Poverty is not limited to rural and inland California. Much of the poverty in coastal California is a function of housing costs that distort expenses of wage earners. Zillow reports that renters in the Los Angeles metropolis pay 48% of their monthly income for the median rent. Almost half of working-age adults in Los Angeles County double up with one another in housing units. According to analysis by the Milken Institute, median rentals of one-bedroom apartments exceed 30% of median income in the San Francisco Bay Area, Los Angeles and San Diego.
Even when employees can find affordable housing away from the metropolis, the long and slow commute adds yet another financial burden and social stress.
The surest path to economic success is a good education. But here again the California fault lines divide educational attainment.
According to the Milken Institute, a region’s per capita economic output is closely tied to its educational attainment. And in what cannot be a surprise, the regions with the third- and eighth-ranked educational attainment nationally are in the San Francisco Bay Area, and notably have the first- and third-ranked GDP per capita.

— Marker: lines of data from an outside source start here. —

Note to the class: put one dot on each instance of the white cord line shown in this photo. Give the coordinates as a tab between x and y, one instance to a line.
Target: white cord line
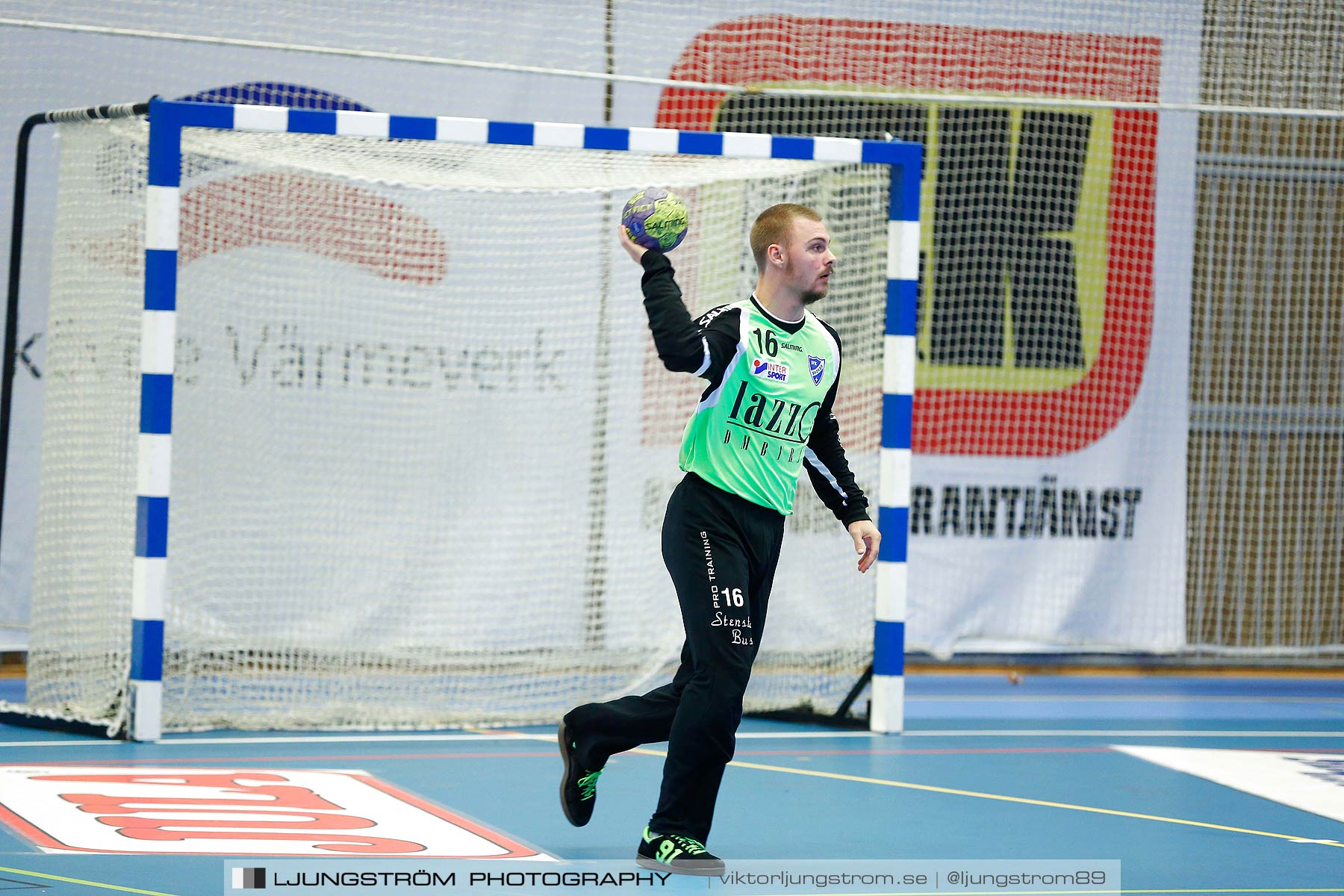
912	96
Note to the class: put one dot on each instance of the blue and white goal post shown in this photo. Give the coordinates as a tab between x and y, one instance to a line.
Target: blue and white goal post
168	120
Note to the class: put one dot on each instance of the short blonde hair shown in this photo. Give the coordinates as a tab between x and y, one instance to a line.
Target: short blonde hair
773	225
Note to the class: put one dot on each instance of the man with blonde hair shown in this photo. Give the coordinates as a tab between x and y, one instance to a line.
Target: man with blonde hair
772	370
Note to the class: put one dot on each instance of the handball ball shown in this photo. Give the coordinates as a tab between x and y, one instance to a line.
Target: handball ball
655	218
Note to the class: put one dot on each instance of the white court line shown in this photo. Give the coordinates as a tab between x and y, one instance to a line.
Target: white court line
752	735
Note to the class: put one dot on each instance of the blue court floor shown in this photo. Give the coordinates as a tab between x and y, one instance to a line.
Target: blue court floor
1075	768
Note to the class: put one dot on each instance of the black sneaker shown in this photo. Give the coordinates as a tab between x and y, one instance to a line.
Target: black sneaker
678	853
578	785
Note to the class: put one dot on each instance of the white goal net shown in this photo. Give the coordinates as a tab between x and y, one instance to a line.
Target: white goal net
421	440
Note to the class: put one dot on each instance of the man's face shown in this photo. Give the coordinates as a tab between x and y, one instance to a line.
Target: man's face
809	260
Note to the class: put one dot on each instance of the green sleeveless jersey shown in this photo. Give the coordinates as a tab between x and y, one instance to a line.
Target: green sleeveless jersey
749	435
765	410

Just 80 miles inland, five regions in the San Joaquin Valley are in the bottom 10 of educational attainment (among the 150 U.S. metropolitan areas), and also scrape the bottom in per capita GDP.
For Californians 25 years of age and over who do not possess four-year college degrees, 469,800 residents left the state mainly because they could no longer afford to live here. On the other hand, California was a net importer of 52,700 residents with a bachelor’s degree or higher.
California’s research universities are magnets for top students and global companies that hire them. It is no coincidence that the regions of California with the lowest unemployment and highest economic success are those that are home to our research universities.
Certainly, not everyone can achieve a four-year higher education degree, but we should expand opportunities and enhance workforce training to higher-skilled, well-paid careers that don’t require a four-year degree.
Still, economic success breeds its own problems, even in Metro California. A high cost of living is driven in large part by housing shortages and long commutes, which in turn can be addressed only through an increased housing supply and more infrastructure investment.
Increasing opportunity and offering everyone a slice of the pie is within reach of the state leaders. Lawmakers should start with these five goals:
1. Invest in Transportation and Water Infrastructure.
2. Increase Housing Supply.
3. Make Energy More Affordable.
4. Update Labor Laws and Reduce Litigation.
5. Invest in Education and a Skilled Workforce.
California is a wealthy state with great natural and intellectual resources. It is within the power of state leaders to foster growth and increase opportunity—not merely to defend what some have already achieved.